Study suggests dual benefit for weight and asthma control
Severe asthma attacks among adolescents with excess weight may be significantly reduced with the use of newer weight-loss medications such as Ozempic and Zepbound, according to a new observational study.
The research found that emergency room visits for asthma were cut by more than half among teenagers who were prescribed a glucagon-like peptide-1 (GLP-1) receptor agonist. The findings were reported on 29 December in JAMA Network Open.
“Our findings suggest a potential dual benefit for this population, where a single class of medication could address both weight management and lower risk for asthma exacerbation, thereby potentially reducing the burden of two common and interconnected chronic conditions,” the researchers concluded.
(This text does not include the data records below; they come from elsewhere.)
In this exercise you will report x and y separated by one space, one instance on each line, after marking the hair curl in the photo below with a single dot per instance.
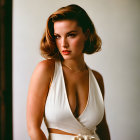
71 12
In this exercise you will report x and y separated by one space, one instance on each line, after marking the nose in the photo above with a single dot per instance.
64 43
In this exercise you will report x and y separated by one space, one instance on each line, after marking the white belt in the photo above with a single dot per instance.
84 137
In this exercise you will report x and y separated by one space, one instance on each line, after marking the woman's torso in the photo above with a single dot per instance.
74 103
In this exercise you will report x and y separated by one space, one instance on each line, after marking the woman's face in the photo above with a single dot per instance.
69 38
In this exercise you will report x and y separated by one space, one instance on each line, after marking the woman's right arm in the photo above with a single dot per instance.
37 94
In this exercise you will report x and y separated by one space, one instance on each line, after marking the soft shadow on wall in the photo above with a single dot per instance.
6 70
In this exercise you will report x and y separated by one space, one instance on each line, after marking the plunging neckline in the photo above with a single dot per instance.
67 100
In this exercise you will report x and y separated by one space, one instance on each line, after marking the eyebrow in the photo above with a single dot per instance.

The study was led by Dr Lin‑Shien Fu, chief of paediatric nephrology and immunology at Taichung Veterans General Hospital.
How the study was conducted
Researchers followed 1,070 adolescents aged 12 to 18 years who were living with excess weight and had a clinical diagnosis of asthma. Approximately half of the group had been prescribed a GLP-1 medication, while the remainder had not received a weight-loss drug.
GLP-1 receptor agonists mimic the naturally occurring GLP-1 hormone, which plays a role in regulating insulin and blood glucose levels. These medicines also reduce appetite and slow gastric emptying, contributing to weight loss.
Over a 12-month follow-up period, the researchers recorded:
- Eight asthma-related emergency department visits among adolescents taking a GLP-1 medication
- Nineteen asthma-related emergency visits among those not prescribed a weight-loss drug
Reduced need for asthma medications
In addition to fewer emergency visits, adolescents taking GLP-1 medications were less likely to require other treatments for asthma control.
The study found that:
- 21% of adolescents taking a GLP-1 medication required steroid treatment for asthma, compared with 31% of those not taking the drugs
- 32% of adolescents in the GLP-1 group needed a rescue inhaler, compared with 45% in the non-GLP-1 group
These differences suggest an overall reduction in asthma severity and symptom burden among those prescribed GLP-1 therapies.
Weight loss and inflammation may explain the findings
Experts not involved in the research say the observed improvements are likely linked to the degree of weight loss achieved with these newer medications.
Dr Michelle Katzow, medical director of the POWER Kids Weight Management Program and associate professor of paediatrics at Cohen Children’s Medical Center in New York City, commented on the findings in a news release.
“I think it is not surprising and not so new, except for the degree of weight loss that the drug induces is so much bigger in magnitude than we have seen before,” she said.
Dr Katzow explained that excess weight contributes to systemic inflammation, which can worsen asthma symptoms and increase the likelihood of exacerbations.
“The sort of inflammation associated with obesity predisposes somebody to having worse asthma or worse symptoms of asthma,” she said.
“If you can help people lose enough weight by whatever means, then you can improve their asthma severity.”
Implications for adolescents struggling with appetite control
Dr Katzow added that GLP-1 medications may be particularly helpful for adolescents who struggle to adopt healthy behaviours because of persistent hunger.
She noted that this is a common challenge among young people with excess weight.
“And that is true for a lot of kids,” she said. “They are just really hungry and they are thinking about food a lot. Trying to make healthier choices or eat less is really hard to do if you are hungry all the time.”
A cautious but promising signal
While the study does not establish a direct causal relationship, it adds to growing evidence that weight-loss interventions can have meaningful benefits beyond body weight alone. The findings suggest that, for some adolescents living with excess weight and asthma, GLP-1 receptor agonists may help reduce the frequency and severity of asthma exacerbations alongside supporting weight management.
Further research will be needed to confirm these findings and to better understand the long-term safety and clinical role of GLP-1 therapies in paediatric populations.
CCH insight:
The long list of benefits of GLP-1 therapy continues to grow. If obesity increases the risk of asthma, it is not surprising that GLP-1 therapy results in a reduction in hospital visits due to asthma. Further studies are needed to back up these results, and also to see if the same benefits are seen in adults, as well as adolescents.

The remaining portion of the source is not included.